Many Mac models still have small disk drives… the 12-inch MacBook in particular, as well as MacBook Air. SSD disk space still has quite a premium.
That’s why it’s very ironic that a disk drive maker’s software is such a space hog.
Seagate’s Dashboard utility has a built-in software update function. And that’s great. Unfortunately, it keeps a copy of the .dmg disk image, for each and every version it downloads. It does not even clean up the old versions, once the new versions are installed!
This means if you dutifully upgrade every Seagate Dashboard version, each taking 150+ MB per piece, you could have the better part of a gigabyte of SSD disk space, consumed by hidden .dmg files.
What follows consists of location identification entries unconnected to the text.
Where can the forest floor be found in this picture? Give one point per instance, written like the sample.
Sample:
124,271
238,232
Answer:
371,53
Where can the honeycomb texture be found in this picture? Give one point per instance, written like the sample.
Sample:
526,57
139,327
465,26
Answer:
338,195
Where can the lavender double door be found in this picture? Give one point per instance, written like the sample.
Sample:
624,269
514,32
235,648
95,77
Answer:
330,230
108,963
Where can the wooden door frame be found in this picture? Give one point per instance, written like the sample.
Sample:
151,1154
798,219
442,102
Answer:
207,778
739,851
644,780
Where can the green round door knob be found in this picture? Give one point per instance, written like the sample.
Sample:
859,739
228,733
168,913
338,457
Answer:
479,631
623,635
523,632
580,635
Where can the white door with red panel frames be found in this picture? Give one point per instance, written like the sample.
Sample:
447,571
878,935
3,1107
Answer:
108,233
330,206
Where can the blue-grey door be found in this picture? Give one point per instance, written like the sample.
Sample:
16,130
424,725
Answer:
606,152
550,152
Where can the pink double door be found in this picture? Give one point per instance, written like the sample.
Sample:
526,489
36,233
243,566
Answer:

You can reclaim this space by deleting all the .dmg files located in ~/Library/Application Support/Seagate Dashboard 2.0/
To get there, go to the Finder, click the Go menu at the top, and select Go to Folder. Then paste in the path in italics above – including the ~ symbol at the start. You need to do this on the administrator account, as the installers are stored in a user-specific folder.
Needless to say, Seagate needs to fix this. They need to do two things:
- Add a task that searches for these hidden .dmg files, and removes them – so future versions clean up the mess of older versions.
- Ensure the .app/.pkg installer removes the currently-downloaded .dmg file – after the install process completes (say, by moving it to the Trash). That ensures that the installer won’t continue to create new junk.
Despite Seagate PR claiming they forwarded this report on, the latest Seagate Dashboard release (4.4.6.0) keeps the same behavior – stashing a ~125MB file in ~/Library
Really unacceptable behavior on the part of the app.